Okok vais voir si y a possibilité de trouver des tutos sur ces outils de base... j'ai quelques notions de mes cours d'informatique mais bon ça tournait sur du windaubse alors sait pas si ça fonctionnerait pareil sur Mac...

En fait je voudrais créer plusieurs modules dans une seule application ( compta, facturation, devis, courrier, fonction de caisse, gestion de stock ) une appli pour gérer mon activité professionnelle en fait... Je sais qu'il en existe déjà qui font ce genre de chose mais je suis un peu perfectionniste dois-je avouer :rateau: alors je voudrais en faire une a mon idée précise vu que je n'y retrouve pas ailleurs...


----------



## CathyGYM (30 Décembre 2010)

Alors dans ce cas, je pense que real studio devrait faire ton bonheur. C'est l'équivalent de visual basic sur Mac. Tu peux faire simplement des interface utilisateur. Je n'ai pas utilisé cette fonctionnalité, mais je crois que tu peux gérer des bases de données...
Bon courage.


----------



## ntx (30 Décembre 2010)

Une appli web / php / MySql fera aussi l'affaire et ça a le mérite d'être multiplateforme 

Ou encore GWT me paraît plus adapté que Real Studio.


----------



## Spiderman_ge (3 Janvier 2011)

Est-ce qu'il existe des tutos pour Applescript et Automator ??


----------



## ntx (3 Janvier 2011)

Spiderman_ge a dit:


> Est-ce qu'il existe des tutos pour Applescript et Automator ??


Google.

Mais ce n'est pas du tout adapté à ce que tu nous as dit vouloir faire


----------



## Spiderman_ge (3 Janvier 2011)

ntx a dit:


> Google.
> 
> Mais ce n'est pas du tout adapté à ce que tu nous as dit vouloir faire



Et qu'est ce qui serait le mieux adapté ? :mouais:


----------



## ntx (3 Janvier 2011)

Pour une application avec IHM et base de données pour un débutant : html + css + php + mysql
Bien plus simple à appréhender que Cocoa et ça marche sur n'importe quel navigateur sur n'importe quel OS. Et tout cela est disponible gratuitement.

Ensuite si tu veux une plus belle IHM, essaie GWT qui utilise de JavaScript.


----------



## Spiderman_ge (3 Janvier 2011)

ntx a dit:


> Pour une application avec IHM et base de données pour un débutant : html + css + php + mysql
> Bien plus simple à appréhender que Cocoa et ça marche sur n'importe quel navigateur sur n'importe quel OS. Et tout cela est disponible gratuitement.
> 
> Ensuite si tu veux une plus belle IHM, essaie GWT qui utilise de JavaScript.

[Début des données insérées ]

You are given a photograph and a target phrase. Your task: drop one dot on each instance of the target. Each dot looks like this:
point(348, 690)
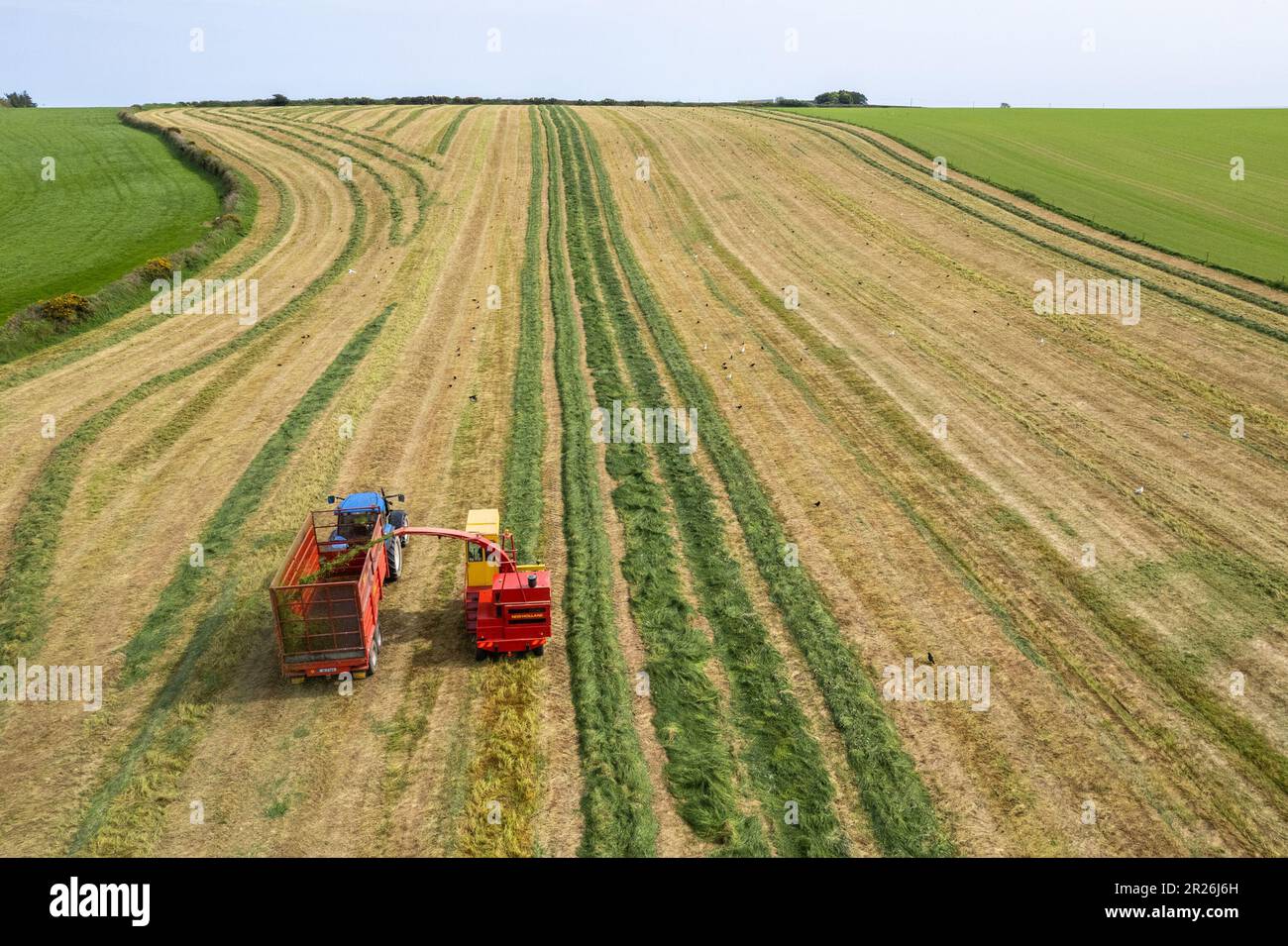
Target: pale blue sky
point(1145, 52)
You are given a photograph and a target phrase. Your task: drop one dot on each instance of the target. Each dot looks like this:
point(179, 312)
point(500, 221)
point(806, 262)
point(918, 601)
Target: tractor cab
point(356, 517)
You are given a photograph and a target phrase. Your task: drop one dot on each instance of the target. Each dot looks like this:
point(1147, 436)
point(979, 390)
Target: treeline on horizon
point(278, 100)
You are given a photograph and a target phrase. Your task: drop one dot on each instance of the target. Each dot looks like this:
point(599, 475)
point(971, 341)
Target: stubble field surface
point(906, 464)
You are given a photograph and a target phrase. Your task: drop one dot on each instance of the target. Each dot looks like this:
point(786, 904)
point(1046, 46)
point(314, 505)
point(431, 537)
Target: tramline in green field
point(86, 200)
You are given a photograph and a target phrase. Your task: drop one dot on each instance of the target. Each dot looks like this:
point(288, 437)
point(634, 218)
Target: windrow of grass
point(520, 482)
point(346, 134)
point(223, 530)
point(381, 121)
point(31, 331)
point(897, 802)
point(424, 196)
point(617, 798)
point(445, 141)
point(785, 762)
point(506, 762)
point(35, 534)
point(69, 354)
point(688, 714)
point(938, 193)
point(407, 120)
point(395, 213)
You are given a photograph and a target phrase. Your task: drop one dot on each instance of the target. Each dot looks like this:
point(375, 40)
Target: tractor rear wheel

Euh ok et je peux attraper ça où ?


----------



## ntx (3 Janvier 2011)

Spiderman_ge a dit:


> Euh ok et je peux attraper ça où ?


----------



## Spiderman_ge (4 Janvier 2011)

ntx a dit:


>



html + css + php + mysql

GWT qui utilise de JavaScript.


----------



## ntx (4 Janvier 2011)

Google pardis  Il y a tous les tutoriels qu'il te faut. 


GWT : Google Web Toolkit


----------



## Spiderman_ge (4 Janvier 2011)

Ok j'ai pu me procurer Xcode et Interface Builder, j'y maitrise pas encore et j'en suis même loin a vrai dire :rateau: mais ça a l'air de correspondre pour créer ce que je veux c'est l'essentiel 

Par contre maintenant je cherche un genre de dictionnaire/lexique sur les commandes pour Xcode parce que c'est pas encore trop trop ça de ce coté... Où est-ce que je pourrai trouver ça ?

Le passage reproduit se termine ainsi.